The term microscopic polyarteritis was introduced in the literature by Davson in 1948 to describe the pattern of glomerulonephritis seen in patients of polyarteritis nodosa.[2] It was later described as a pattern of necrotizing vasculitis, without immune complex deposition, affecting small vessels such as the capillaries, venules, and arterioles. The disease commonly involves glomerulonephritis, pulmonary capillaritis, and other systemic capillary beds. It shows considerable overlap with granulomatosis with polyangiitis. The absence of granulomatous inflammation involving the upper respiratory tract and the presence of pulmonary capillaritis is said to differentiate MPA from GPA. MPA is also included in a group of disorders termed as pulmonary-renal syndrome, which includes MPA, GPA, Goodpasture disease, and systemic lupus erythematosus (SLE).[3]

Etiology

The etiopathogenesis of MPA and other related vasculitides has largely been attributed to anti-neutrophil-cytoplasmic antibodies or ANCA. These are host-derived auto-antibodies against shielded neutrophilic antigens. These antibodies react against primary granules present in neutrophils and monocytes. The formation of these antibodies has been hypothesized to be a 2-step process.[4] The first step involves exposure of neutrophils to inflammatory cytokines leading to surface exposure of cryptogenic antigens like myeloperoxidase or MPO. Next, predisposing genetic, environmental and other factors[5] result in the production of MPO-ANCA. In the second step, these MPO-ANCA cause damage to the host vasculature by reacting and crosslinking neutrophils to the endothelial receptors.

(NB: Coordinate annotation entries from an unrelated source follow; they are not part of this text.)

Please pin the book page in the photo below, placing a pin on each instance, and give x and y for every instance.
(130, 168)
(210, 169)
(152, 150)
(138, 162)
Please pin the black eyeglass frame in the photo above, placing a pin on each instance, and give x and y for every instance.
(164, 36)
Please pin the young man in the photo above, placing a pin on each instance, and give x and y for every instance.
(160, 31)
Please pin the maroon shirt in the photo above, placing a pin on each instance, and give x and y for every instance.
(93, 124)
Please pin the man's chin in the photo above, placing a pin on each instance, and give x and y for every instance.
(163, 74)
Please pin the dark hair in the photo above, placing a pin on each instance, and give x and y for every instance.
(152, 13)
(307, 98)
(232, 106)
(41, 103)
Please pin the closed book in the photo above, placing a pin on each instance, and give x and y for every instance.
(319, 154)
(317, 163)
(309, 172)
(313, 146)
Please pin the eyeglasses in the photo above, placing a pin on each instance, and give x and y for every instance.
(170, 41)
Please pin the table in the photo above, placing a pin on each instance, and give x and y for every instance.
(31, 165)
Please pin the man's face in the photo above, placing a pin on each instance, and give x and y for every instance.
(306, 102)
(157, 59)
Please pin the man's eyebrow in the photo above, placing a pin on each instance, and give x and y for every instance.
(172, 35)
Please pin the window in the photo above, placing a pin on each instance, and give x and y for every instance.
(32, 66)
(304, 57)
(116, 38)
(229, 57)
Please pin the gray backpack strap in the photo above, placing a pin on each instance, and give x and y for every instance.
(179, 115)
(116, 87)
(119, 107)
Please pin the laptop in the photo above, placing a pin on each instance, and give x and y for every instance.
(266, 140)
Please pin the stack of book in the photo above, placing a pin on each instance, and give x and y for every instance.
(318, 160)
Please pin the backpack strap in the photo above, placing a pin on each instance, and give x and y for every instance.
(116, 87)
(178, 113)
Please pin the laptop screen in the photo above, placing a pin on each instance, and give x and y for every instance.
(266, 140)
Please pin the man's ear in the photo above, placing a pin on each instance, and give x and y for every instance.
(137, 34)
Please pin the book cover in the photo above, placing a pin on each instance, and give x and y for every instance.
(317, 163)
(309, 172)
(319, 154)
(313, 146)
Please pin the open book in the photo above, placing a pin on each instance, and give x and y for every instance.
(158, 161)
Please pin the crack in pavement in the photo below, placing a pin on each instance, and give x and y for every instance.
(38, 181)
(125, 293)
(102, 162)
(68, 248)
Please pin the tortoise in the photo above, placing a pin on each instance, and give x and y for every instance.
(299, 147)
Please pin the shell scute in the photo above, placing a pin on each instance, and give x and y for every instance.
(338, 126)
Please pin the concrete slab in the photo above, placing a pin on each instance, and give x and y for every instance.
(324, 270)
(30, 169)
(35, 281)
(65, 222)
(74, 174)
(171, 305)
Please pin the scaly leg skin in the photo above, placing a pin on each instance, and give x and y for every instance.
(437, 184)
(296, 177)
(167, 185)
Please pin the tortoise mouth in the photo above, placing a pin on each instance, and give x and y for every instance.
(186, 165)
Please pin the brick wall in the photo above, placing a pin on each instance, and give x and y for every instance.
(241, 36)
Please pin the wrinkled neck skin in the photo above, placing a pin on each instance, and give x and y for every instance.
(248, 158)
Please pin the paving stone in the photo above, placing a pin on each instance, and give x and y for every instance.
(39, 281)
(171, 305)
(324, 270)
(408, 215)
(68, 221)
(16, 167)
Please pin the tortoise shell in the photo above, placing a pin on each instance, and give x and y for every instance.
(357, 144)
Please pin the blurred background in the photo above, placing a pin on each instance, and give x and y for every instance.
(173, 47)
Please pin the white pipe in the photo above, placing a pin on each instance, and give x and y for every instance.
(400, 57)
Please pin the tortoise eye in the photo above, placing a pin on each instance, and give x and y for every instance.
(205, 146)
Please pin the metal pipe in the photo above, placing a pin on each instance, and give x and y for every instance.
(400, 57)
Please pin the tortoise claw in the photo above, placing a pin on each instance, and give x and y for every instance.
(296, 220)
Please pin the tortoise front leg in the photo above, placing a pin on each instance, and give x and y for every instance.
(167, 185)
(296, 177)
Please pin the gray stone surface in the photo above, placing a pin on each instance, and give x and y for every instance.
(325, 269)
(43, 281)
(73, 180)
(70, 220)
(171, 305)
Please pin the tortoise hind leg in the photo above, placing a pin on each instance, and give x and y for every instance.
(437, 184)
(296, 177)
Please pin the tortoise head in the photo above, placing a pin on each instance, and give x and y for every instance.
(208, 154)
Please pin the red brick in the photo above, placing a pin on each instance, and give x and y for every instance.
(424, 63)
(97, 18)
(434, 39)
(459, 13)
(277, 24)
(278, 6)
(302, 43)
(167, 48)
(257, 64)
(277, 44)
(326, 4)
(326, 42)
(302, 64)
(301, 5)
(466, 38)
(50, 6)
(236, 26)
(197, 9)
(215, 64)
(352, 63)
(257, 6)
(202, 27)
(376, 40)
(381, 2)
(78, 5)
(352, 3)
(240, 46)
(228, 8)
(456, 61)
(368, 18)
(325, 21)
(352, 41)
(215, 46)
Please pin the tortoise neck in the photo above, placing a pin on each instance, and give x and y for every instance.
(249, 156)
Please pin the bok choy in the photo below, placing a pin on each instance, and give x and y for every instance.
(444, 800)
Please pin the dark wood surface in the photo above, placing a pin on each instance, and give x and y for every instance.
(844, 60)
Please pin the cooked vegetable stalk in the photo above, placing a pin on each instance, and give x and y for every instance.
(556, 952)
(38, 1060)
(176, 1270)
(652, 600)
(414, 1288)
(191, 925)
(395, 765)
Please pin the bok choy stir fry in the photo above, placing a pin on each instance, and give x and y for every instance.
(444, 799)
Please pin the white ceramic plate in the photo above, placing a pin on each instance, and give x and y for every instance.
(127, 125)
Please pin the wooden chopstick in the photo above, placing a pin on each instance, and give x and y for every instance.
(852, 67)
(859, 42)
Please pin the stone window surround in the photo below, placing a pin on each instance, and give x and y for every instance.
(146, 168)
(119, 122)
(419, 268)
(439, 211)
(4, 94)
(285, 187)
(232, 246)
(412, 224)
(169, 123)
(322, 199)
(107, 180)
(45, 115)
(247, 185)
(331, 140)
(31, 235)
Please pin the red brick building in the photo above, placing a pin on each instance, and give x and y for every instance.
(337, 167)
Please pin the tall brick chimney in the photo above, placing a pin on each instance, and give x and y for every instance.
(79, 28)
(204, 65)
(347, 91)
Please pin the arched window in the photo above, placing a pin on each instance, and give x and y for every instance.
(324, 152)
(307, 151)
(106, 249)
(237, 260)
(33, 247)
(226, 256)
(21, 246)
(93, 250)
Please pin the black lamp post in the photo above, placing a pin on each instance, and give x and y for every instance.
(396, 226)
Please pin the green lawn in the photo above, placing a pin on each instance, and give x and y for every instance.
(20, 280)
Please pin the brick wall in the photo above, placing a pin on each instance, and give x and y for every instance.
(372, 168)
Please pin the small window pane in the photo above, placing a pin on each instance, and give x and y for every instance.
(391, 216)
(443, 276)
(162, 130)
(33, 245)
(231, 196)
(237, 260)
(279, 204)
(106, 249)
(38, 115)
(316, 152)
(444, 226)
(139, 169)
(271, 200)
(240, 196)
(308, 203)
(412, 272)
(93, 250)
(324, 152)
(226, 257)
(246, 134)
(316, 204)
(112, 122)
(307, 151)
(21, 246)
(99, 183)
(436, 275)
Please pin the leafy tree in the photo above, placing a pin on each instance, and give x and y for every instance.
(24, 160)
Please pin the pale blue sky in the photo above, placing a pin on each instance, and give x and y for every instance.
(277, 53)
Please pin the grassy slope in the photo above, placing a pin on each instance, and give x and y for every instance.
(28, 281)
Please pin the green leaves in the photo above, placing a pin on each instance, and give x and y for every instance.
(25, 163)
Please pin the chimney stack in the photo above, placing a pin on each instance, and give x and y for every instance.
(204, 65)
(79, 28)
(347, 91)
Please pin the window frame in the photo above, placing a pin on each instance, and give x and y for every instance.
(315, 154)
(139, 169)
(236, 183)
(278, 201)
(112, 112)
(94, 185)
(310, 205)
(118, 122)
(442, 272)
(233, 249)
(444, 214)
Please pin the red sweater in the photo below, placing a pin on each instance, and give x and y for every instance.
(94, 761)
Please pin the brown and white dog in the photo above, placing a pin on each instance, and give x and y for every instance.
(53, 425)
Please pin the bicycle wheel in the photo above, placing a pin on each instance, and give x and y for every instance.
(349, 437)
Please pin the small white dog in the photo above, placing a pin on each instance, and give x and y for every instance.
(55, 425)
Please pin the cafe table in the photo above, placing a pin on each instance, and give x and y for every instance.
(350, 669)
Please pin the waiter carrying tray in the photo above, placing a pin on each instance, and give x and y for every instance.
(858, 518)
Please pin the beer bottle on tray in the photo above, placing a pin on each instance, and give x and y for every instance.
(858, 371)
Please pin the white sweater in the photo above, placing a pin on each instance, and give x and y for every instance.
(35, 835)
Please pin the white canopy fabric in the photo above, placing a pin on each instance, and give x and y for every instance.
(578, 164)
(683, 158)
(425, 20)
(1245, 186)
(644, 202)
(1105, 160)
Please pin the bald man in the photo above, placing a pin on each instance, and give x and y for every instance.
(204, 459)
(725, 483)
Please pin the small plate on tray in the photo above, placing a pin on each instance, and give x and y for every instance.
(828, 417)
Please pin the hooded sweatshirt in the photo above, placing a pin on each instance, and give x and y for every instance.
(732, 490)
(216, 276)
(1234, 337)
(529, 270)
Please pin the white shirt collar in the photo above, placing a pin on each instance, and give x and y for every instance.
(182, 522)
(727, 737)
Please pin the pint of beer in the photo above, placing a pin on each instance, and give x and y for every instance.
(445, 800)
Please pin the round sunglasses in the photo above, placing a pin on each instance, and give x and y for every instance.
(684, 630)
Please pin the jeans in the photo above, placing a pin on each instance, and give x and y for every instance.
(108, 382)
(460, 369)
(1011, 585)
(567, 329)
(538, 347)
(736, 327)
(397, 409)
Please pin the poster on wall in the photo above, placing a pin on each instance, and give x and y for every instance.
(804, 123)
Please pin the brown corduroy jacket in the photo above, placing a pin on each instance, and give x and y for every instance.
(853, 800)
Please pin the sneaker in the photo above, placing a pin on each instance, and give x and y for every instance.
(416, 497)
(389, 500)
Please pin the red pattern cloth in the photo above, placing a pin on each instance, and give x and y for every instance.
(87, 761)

Only 70% of cases of MPA have ANCA at the time of diagnosis, and most of the cases of limited MPA do not have ANCA at all. This has lead to the understanding that other factors may also be playing a role in its etiopathogenesis. These include, but are not limited to:

  • Infectious causes: There is considerable overlap in the clinical presentation of various infectious processes and MPAN leading to this implication. A possible role of chronic nasal carriage of Staphylococcus aureus has been suggested in relapsing GPA as well.[6]
  • Drugs: Various drugs like hydralazine, thionamides, sulfasalazine, and minocycline among others have been observed to be associated with the incidence of ANCA-associated vasculitis.[7]
  • Genetic factors: More recently, A genome-wide study conducted in Europe has implicated genes like HLA-DP, HLA-DR3, and alpha-1 antitrypsin in the pathogenesis of ANCA-associated vasculitides.[8]

Epidemiology

Due to recent differentiation of MPA from other AAV, widespread data regarding its demographic factors in the American population is not available yet. One study conducted in Rochester, Minnesota over a period of 20 years estimated the annual incidence of AAV to be 3.3 per 100,000 with a prevalence of 42.1 per 100,000. The incidence of GPA and MPA were approximately 1.5 per 100,000.[9] Studies from European countries have revealed a comparatively higher incidence and prevalence of AAV, with the highest incidence rates seen in Spain and the United Kingdom, 11.6 and 5.8 cases per million population respectively.[10] The disease is more prevalent among males with a peak incidence around the age of 40.

Pathophysiology

As explained above, the clinical manifestations of MPA stem from activation of primed neutrophils and MPO-ANCA with receptors present on the endothelial surface. These lead to a variety of manifestations affecting the renal, pulmonary, and other capillary beds. Individuals may present with an insidious onset of systemic signs like fever, malaise, or weight loss, but more commonly, the onset is acute in patients complaining of arthralgia and flu-like symptoms.[11]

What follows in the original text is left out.